The last major ice age peaked between 35,000 and 19,000 years back, before coming to an end around 12,000 years ago. “The ability to obtain genome-scale data from ancient bones is a new technology that’s only been around for the last five or six years. It’s a new scientific instrument that makes it possible to look at things that have not been looked at before”, said David Reich of the Harvard Medical School.

The researchers have also found that the percentage of Neanderthal DNA in Europeans 45,000 years ago has declined from between 3% and 6% to around 2% in Europeans today. The researchers think that natural selection has reduced Neanderthal ancestry over time.

Dr. Reich even mentioned that Neanderthal DNA is slightly toxic to modern humans. Earlier, the available data was limited, but with 51 samples, everything has changed. Dr. Reich said that they were able to have an idea of dynamic changes that have taken place over time.

“The genetic data show that beginning 37,000 years ago, all Europeans come from a single founding population that persisted through the Ice Age, said, Reich. The founding population has some deep branches in different parts of Europe, one of which is represented by a specimen from Belgium. This branch seems to have been displaced in most parts of Europe 33,000 years ago, but around 19,000 years ago, a population related to it re-expanded across Europe, Reich explained. Based on the earliest sample in which this ancestry is observed, it is plausible that this population expanded from the southwest, present-day Spain, after the Ice Age peaked,” according to a news report published by Phys.

The second event that the researchers detected happened 14,000 years ago. “We see a new population turnover in Europe, and this time it seems to be from the east, not the west,” said Reich. “We see very different genetics spreading across Europe that displaces the people from the southwest who were there before. These people persisted for many thousands of years until the arrival of farming.”

According to a report in Tech Times by James Maynard, “Ancient DNA left over from the last ice age shows that all Europeans, at one time, were descended from early humans living in Belgium.
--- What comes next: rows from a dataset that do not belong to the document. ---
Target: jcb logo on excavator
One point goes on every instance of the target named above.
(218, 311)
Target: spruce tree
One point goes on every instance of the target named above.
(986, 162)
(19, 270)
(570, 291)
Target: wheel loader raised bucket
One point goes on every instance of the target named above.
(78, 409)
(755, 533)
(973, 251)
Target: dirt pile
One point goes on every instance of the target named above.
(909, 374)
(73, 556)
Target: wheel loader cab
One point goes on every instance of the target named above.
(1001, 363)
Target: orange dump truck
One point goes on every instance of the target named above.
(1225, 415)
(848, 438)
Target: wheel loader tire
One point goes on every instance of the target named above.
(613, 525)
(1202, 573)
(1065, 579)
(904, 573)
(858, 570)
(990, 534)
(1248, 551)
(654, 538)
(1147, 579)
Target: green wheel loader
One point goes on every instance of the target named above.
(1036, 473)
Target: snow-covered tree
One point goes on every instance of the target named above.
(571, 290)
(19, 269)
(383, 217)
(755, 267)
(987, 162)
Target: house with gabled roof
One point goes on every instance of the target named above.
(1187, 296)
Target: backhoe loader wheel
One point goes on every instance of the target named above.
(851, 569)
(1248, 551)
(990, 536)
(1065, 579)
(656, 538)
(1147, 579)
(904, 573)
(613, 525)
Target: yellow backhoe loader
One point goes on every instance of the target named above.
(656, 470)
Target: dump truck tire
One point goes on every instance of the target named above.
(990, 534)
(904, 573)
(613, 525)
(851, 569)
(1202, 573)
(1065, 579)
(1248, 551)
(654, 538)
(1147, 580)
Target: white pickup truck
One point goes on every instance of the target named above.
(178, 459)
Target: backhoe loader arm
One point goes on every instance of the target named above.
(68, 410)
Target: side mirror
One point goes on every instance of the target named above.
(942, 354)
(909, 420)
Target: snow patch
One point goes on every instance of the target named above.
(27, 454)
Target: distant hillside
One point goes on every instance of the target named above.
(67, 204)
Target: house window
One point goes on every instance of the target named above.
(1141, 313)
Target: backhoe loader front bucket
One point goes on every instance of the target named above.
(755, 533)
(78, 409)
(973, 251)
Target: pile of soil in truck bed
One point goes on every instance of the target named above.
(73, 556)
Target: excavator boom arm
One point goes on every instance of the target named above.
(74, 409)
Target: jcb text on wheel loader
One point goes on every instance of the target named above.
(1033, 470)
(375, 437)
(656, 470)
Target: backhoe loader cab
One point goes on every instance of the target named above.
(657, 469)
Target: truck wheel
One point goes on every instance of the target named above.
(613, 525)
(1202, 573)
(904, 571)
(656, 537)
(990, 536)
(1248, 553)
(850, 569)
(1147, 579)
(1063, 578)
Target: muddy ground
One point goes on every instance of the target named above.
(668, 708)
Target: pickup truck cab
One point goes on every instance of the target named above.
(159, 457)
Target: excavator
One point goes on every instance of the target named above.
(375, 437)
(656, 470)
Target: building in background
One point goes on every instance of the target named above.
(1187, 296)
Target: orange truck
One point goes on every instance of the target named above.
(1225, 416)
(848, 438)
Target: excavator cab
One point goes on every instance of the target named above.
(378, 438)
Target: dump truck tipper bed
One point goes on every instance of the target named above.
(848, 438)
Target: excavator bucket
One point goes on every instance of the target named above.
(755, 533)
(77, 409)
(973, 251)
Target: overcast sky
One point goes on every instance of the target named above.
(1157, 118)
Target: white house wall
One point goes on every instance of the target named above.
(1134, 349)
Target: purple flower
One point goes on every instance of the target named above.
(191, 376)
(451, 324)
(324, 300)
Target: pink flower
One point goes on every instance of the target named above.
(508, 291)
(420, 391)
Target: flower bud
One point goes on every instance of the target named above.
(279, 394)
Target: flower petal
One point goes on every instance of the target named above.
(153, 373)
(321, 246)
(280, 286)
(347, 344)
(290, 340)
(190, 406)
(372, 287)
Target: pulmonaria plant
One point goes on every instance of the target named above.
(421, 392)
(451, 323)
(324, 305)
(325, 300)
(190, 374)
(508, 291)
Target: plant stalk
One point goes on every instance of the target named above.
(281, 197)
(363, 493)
Analysis of genomes also suggested our distant ancestors underwent significant evolutionary changes during the Ice Age and a few thousand years following that frigid era.”

“The ability to obtain genome-scale data from ancient bones is a new technology that’s only been around for the last five or six years. It’s a new scientific instrument that makes it possible to look at things that have not been looked at before,” said David Reich of the Harvard Medical School.

A report published in CS Monitor informed, “Then, in a second major population shift that coincides with a warming climate after the Ice Age, about 14,000 years ago, populations from places such as today’s Turkey and Greece spread north and west into Europe, displacing the first group.”

“What we see is a population history that is no less complicated than that in the last 7,000 years,” said David Reich, a paper co-author and geneticist from Harvard Medical School, “with multiple episodes of population replacement and immigration on a vast and dramatic scale, at a time when the climate was changing dramatically.”